Liberal MP John McKay, who has visited Taiwan several times under the banner of the friendship group, said China’s dramatic reaction to Pelosi’s visit should not “in the least” dissuade Canada from following in her footsteps.
“My view is that China is trying to bully Taiwan and indirectly bully the rest of us on a false premise that Taiwan is part of China,” McKay said.
“That is nonsense. The Taiwanese have repeatedly expressed their desire to be an independent country and have behaved in an exemplary fashion.
“Canada should do everything to encourage Taiwan to express its democratic values. This parliamentary trip will encourage that.”
Previous iterations of the Canada-Taiwan Friendship Group have visited the island in the past, as recently as 2014. Individual MPs also have made trips to meet with Taiwanese politicians for many years, drawing the ire of Beijing.
But a fall visit by the friendship group would come at a time of heightened tensions between the Canadian and Chinese governments.
Defence Minister Anita Anand said China’s decision to conduct military drills following Pelosi’s visit was an “unnecessary escalation.”
“There is no justification to use a visit as a pretext for aggressive military activity in the Taiwan Strait,” Anand said.
China’s vice foreign minister urged Canada to “immediately correct its mistakes” after the G7 issued a condemnation of China’s actions.
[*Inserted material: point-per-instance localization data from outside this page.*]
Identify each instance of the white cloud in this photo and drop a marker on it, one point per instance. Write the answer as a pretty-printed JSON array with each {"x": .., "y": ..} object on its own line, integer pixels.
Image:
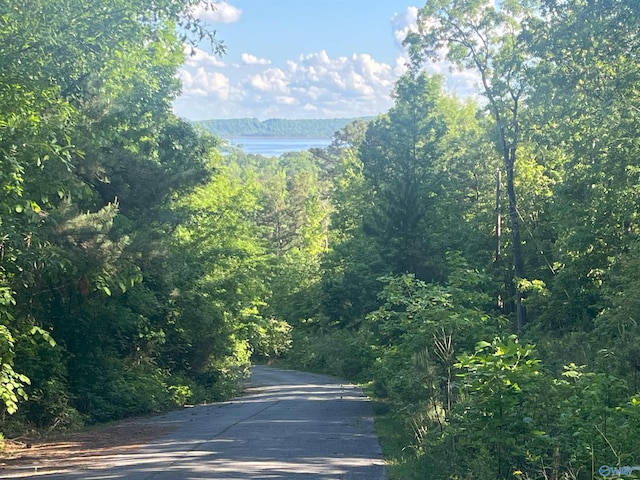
[
  {"x": 314, "y": 85},
  {"x": 201, "y": 83},
  {"x": 195, "y": 57},
  {"x": 249, "y": 59},
  {"x": 404, "y": 23},
  {"x": 220, "y": 12}
]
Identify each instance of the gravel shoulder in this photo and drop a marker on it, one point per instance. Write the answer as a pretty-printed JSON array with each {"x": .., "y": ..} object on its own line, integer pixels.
[{"x": 287, "y": 424}]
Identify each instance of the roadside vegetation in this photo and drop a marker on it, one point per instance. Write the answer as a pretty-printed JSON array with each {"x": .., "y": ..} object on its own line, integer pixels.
[{"x": 473, "y": 262}]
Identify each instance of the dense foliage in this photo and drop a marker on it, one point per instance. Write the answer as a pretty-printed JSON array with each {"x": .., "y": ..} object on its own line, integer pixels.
[{"x": 476, "y": 263}]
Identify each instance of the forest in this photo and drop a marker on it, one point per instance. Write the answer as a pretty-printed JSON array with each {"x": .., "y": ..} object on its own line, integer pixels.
[
  {"x": 276, "y": 127},
  {"x": 473, "y": 262}
]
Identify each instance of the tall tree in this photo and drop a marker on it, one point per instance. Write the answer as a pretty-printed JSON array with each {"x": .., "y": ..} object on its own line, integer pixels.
[{"x": 486, "y": 39}]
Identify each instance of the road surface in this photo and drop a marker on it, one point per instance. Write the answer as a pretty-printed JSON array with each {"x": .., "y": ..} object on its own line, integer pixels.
[{"x": 288, "y": 425}]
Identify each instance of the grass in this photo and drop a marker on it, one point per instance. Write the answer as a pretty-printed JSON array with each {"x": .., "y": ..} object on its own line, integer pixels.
[{"x": 395, "y": 438}]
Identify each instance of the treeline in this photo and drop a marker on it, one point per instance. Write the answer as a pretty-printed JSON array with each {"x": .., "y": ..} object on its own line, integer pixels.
[
  {"x": 131, "y": 279},
  {"x": 475, "y": 263},
  {"x": 483, "y": 258},
  {"x": 278, "y": 127}
]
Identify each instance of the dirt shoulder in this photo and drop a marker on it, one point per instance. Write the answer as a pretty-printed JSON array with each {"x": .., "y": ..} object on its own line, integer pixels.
[{"x": 30, "y": 456}]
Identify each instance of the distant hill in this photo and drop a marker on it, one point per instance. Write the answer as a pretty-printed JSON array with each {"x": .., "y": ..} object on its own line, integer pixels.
[{"x": 277, "y": 127}]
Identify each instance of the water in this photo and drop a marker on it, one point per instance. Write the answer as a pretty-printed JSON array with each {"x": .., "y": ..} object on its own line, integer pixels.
[{"x": 276, "y": 146}]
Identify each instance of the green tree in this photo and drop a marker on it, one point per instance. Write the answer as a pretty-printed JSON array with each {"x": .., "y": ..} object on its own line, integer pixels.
[{"x": 486, "y": 39}]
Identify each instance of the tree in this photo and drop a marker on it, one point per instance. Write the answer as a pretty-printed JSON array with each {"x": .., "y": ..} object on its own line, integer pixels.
[{"x": 486, "y": 39}]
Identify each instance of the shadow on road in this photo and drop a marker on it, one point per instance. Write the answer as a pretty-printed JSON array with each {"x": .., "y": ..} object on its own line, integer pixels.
[{"x": 287, "y": 425}]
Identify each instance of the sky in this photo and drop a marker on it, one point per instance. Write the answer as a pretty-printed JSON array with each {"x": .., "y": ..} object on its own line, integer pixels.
[{"x": 302, "y": 59}]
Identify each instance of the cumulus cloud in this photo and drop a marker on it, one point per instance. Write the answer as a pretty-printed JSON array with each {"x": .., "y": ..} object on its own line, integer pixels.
[
  {"x": 202, "y": 83},
  {"x": 404, "y": 23},
  {"x": 220, "y": 12},
  {"x": 195, "y": 57},
  {"x": 249, "y": 59},
  {"x": 313, "y": 85}
]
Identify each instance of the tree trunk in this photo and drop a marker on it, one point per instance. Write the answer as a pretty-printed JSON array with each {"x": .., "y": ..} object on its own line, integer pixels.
[{"x": 516, "y": 248}]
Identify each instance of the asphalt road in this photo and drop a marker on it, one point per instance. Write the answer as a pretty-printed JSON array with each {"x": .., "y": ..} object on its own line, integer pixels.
[{"x": 288, "y": 425}]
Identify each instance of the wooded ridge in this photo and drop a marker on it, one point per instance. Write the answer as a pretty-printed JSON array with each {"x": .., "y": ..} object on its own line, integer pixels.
[
  {"x": 276, "y": 127},
  {"x": 475, "y": 264}
]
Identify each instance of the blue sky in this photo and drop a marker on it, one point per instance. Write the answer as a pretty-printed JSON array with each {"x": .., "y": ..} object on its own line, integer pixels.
[{"x": 300, "y": 59}]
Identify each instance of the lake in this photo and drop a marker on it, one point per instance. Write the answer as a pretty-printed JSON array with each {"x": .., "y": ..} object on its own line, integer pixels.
[{"x": 276, "y": 146}]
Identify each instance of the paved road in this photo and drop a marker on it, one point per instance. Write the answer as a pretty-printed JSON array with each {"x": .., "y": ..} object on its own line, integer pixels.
[{"x": 289, "y": 425}]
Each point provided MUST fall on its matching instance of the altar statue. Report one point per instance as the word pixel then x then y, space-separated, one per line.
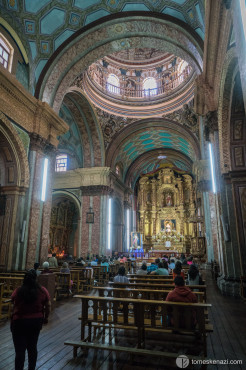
pixel 168 200
pixel 168 227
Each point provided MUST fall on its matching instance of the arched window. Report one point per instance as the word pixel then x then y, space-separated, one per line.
pixel 150 86
pixel 61 163
pixel 113 84
pixel 6 53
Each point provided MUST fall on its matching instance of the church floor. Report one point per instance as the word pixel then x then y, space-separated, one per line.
pixel 228 341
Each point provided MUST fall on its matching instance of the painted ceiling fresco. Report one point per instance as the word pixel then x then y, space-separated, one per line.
pixel 150 139
pixel 47 24
pixel 153 163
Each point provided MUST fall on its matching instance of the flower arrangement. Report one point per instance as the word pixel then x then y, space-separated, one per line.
pixel 164 235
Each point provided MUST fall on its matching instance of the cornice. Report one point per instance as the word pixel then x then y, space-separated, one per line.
pixel 28 112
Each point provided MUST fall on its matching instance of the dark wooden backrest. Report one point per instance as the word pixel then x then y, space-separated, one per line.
pixel 200 288
pixel 144 313
pixel 63 279
pixel 10 284
pixel 149 294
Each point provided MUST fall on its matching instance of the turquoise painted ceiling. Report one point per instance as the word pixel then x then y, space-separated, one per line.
pixel 70 142
pixel 153 164
pixel 47 24
pixel 148 140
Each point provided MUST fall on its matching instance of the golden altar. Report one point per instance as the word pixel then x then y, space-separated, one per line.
pixel 167 204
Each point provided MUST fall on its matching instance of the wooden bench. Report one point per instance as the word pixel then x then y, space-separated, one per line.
pixel 63 284
pixel 10 284
pixel 148 294
pixel 174 322
pixel 5 304
pixel 199 288
pixel 243 287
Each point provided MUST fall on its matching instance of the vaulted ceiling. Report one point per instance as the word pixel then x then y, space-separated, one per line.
pixel 47 24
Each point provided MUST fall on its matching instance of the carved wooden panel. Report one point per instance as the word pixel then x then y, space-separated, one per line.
pixel 239 156
pixel 238 128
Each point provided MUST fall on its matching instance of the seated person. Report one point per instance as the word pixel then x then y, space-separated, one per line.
pixel 162 269
pixel 194 277
pixel 177 271
pixel 105 263
pixel 65 269
pixel 53 261
pixel 121 277
pixel 142 270
pixel 181 293
pixel 190 260
pixel 153 266
pixel 36 266
pixel 171 265
pixel 46 269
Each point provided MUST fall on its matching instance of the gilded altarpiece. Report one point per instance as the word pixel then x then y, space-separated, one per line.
pixel 166 205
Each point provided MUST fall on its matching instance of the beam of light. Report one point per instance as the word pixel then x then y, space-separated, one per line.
pixel 212 167
pixel 45 171
pixel 128 229
pixel 243 14
pixel 109 222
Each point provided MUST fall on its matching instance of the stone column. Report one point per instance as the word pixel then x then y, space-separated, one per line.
pixel 38 212
pixel 93 235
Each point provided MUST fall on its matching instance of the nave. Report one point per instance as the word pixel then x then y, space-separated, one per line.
pixel 227 341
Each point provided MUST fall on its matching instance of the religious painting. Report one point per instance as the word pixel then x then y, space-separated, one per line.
pixel 167 200
pixel 168 225
pixel 136 240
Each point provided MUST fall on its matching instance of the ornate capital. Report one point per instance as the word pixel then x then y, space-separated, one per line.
pixel 227 4
pixel 211 123
pixel 185 116
pixel 204 186
pixel 96 190
pixel 127 205
pixel 38 143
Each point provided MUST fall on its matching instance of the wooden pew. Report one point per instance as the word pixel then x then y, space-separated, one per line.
pixel 10 284
pixel 174 322
pixel 63 283
pixel 149 294
pixel 200 288
pixel 5 304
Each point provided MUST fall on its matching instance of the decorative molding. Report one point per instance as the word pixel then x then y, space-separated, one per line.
pixel 186 117
pixel 94 190
pixel 111 124
pixel 211 123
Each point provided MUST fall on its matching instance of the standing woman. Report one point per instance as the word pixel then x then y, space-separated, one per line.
pixel 31 310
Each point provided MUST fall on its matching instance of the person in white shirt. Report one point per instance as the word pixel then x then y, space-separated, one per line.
pixel 121 277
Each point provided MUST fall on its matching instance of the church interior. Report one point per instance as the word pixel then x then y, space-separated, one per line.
pixel 123 132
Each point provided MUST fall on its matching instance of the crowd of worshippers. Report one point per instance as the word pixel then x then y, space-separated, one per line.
pixel 31 301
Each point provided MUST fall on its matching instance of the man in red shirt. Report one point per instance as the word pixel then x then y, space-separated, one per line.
pixel 181 293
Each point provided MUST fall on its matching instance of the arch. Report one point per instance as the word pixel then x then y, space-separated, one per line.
pixel 10 51
pixel 120 32
pixel 224 108
pixel 19 156
pixel 91 133
pixel 147 162
pixel 149 134
pixel 65 216
pixel 117 225
pixel 16 37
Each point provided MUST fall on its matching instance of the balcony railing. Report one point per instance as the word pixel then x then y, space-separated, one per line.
pixel 135 92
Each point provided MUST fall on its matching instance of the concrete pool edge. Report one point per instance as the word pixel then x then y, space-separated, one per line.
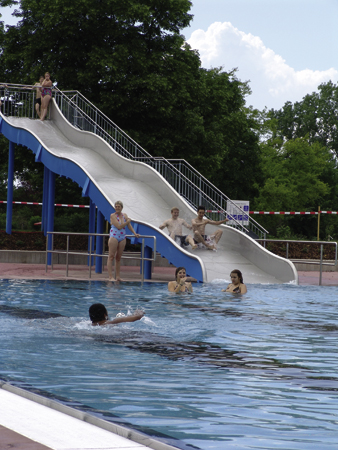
pixel 119 430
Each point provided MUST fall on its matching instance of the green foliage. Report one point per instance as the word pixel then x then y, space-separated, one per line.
pixel 315 117
pixel 130 59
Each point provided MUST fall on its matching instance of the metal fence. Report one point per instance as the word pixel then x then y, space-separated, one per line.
pixel 90 253
pixel 187 181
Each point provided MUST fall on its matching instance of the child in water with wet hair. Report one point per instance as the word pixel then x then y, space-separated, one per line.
pixel 236 286
pixel 99 316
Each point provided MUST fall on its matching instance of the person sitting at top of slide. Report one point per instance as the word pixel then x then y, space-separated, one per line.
pixel 117 240
pixel 198 226
pixel 174 226
pixel 46 95
pixel 99 316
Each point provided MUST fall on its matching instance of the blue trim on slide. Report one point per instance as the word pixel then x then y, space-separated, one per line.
pixel 70 170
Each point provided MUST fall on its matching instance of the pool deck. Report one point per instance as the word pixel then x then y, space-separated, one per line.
pixel 28 425
pixel 128 273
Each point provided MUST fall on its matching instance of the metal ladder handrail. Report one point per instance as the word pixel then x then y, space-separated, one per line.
pixel 126 146
pixel 164 160
pixel 89 253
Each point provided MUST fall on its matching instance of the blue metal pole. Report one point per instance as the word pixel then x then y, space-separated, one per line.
pixel 99 242
pixel 44 216
pixel 50 219
pixel 9 214
pixel 92 211
pixel 147 264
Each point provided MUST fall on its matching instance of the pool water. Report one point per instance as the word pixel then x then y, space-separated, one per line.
pixel 210 370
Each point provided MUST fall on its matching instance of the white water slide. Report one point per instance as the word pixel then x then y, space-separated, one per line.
pixel 106 176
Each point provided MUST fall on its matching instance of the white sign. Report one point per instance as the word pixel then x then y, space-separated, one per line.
pixel 238 210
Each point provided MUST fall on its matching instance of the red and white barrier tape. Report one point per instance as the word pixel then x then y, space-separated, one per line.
pixel 280 212
pixel 209 210
pixel 55 204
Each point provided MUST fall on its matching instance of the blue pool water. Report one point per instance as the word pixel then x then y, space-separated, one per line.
pixel 210 369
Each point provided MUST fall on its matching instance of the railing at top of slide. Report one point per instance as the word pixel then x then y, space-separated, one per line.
pixel 19 100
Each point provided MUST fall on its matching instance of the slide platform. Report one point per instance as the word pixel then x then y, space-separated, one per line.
pixel 105 177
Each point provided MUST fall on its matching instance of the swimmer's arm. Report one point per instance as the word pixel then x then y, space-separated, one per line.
pixel 187 225
pixel 164 225
pixel 117 224
pixel 217 222
pixel 132 230
pixel 243 289
pixel 227 289
pixel 132 318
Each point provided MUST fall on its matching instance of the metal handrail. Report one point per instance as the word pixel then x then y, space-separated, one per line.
pixel 89 253
pixel 187 181
pixel 321 243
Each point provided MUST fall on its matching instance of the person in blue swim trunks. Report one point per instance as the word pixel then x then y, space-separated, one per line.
pixel 117 239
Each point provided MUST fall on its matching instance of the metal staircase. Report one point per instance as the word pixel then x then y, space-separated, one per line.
pixel 18 100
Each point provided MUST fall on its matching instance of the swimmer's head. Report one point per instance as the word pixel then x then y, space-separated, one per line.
pixel 179 270
pixel 239 274
pixel 119 203
pixel 98 312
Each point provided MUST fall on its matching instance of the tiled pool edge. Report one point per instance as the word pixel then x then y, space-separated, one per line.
pixel 116 429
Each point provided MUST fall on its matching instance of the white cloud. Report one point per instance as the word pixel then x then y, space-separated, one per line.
pixel 272 81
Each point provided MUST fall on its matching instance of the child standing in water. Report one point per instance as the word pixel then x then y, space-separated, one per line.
pixel 236 286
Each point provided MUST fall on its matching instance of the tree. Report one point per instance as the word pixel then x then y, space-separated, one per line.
pixel 131 61
pixel 298 176
pixel 315 117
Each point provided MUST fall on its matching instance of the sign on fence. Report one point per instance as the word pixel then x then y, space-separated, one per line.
pixel 239 210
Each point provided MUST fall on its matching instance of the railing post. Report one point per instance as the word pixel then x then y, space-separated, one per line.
pixel 321 264
pixel 67 255
pixel 142 261
pixel 47 237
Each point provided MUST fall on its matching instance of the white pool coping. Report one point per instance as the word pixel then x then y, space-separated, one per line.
pixel 60 427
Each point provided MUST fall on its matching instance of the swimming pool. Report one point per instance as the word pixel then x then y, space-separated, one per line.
pixel 210 369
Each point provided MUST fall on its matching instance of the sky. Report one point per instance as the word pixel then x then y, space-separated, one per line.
pixel 284 48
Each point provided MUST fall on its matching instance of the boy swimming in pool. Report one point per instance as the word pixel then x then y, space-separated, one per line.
pixel 99 316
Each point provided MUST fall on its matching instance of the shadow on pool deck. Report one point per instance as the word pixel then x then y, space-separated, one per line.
pixel 38 272
pixel 128 273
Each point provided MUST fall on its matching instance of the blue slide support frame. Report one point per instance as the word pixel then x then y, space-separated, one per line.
pixel 69 169
pixel 9 214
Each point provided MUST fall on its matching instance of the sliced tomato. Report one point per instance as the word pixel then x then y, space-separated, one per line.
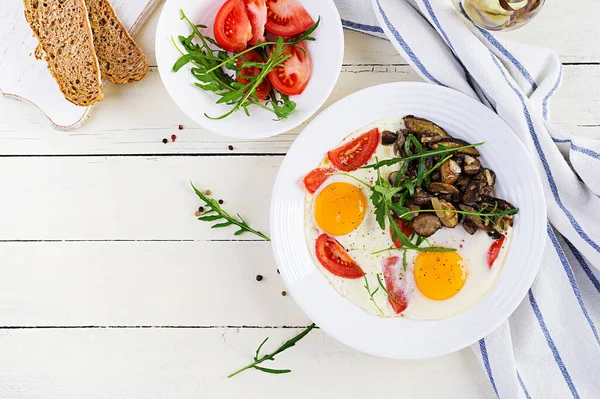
pixel 335 259
pixel 356 153
pixel 391 275
pixel 264 88
pixel 405 228
pixel 495 250
pixel 232 28
pixel 293 75
pixel 257 14
pixel 287 18
pixel 316 177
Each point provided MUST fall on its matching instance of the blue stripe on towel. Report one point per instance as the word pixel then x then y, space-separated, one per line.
pixel 510 57
pixel 542 156
pixel 572 281
pixel 523 385
pixel 577 148
pixel 406 47
pixel 486 363
pixel 550 342
pixel 584 265
pixel 439 26
pixel 550 93
pixel 363 27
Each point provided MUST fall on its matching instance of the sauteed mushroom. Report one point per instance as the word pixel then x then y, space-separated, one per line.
pixel 448 219
pixel 426 224
pixel 450 171
pixel 471 165
pixel 426 131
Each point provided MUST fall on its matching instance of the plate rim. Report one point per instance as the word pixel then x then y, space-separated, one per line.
pixel 470 104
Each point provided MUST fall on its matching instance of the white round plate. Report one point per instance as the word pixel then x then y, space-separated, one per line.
pixel 518 182
pixel 326 54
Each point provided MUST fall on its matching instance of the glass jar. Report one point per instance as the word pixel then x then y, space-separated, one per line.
pixel 498 14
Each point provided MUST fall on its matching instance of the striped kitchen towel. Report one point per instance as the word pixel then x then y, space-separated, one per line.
pixel 550 346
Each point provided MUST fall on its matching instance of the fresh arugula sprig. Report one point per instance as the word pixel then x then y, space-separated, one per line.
pixel 214 212
pixel 208 61
pixel 271 356
pixel 441 150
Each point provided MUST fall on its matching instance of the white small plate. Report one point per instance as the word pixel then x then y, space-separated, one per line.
pixel 518 182
pixel 326 54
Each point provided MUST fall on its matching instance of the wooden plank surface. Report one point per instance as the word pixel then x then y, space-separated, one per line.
pixel 110 288
pixel 151 116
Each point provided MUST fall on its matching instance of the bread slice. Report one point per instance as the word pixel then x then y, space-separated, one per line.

Friendship groups represent only informal relations
The Canada-Taiwan Friendship Group is one of dozens of so-called “friendship groups” on Parliament Hill. There were 89 members of the group in 2021, according to a statement released by the Taiwanese government.
The informal nature of friendship groups allows MPs and senators to maintain relations with a variety of governments and communities outside the scope of official government activities.
Under the One China policy adopted by the vast majority of the international community, Canada has only informal diplomatic relations with the Taiwanese government.
Other active friendship groups include the Canada-Palestine Parliamentary Friendship Group and the Canada-Uyghur Parliamentary Friendship Group.
Friendship groups do not receive administrative or financial support from the Parliament of Canada.
A delegation of German parliamentarians is also set to visit Taiwan in the first week of October.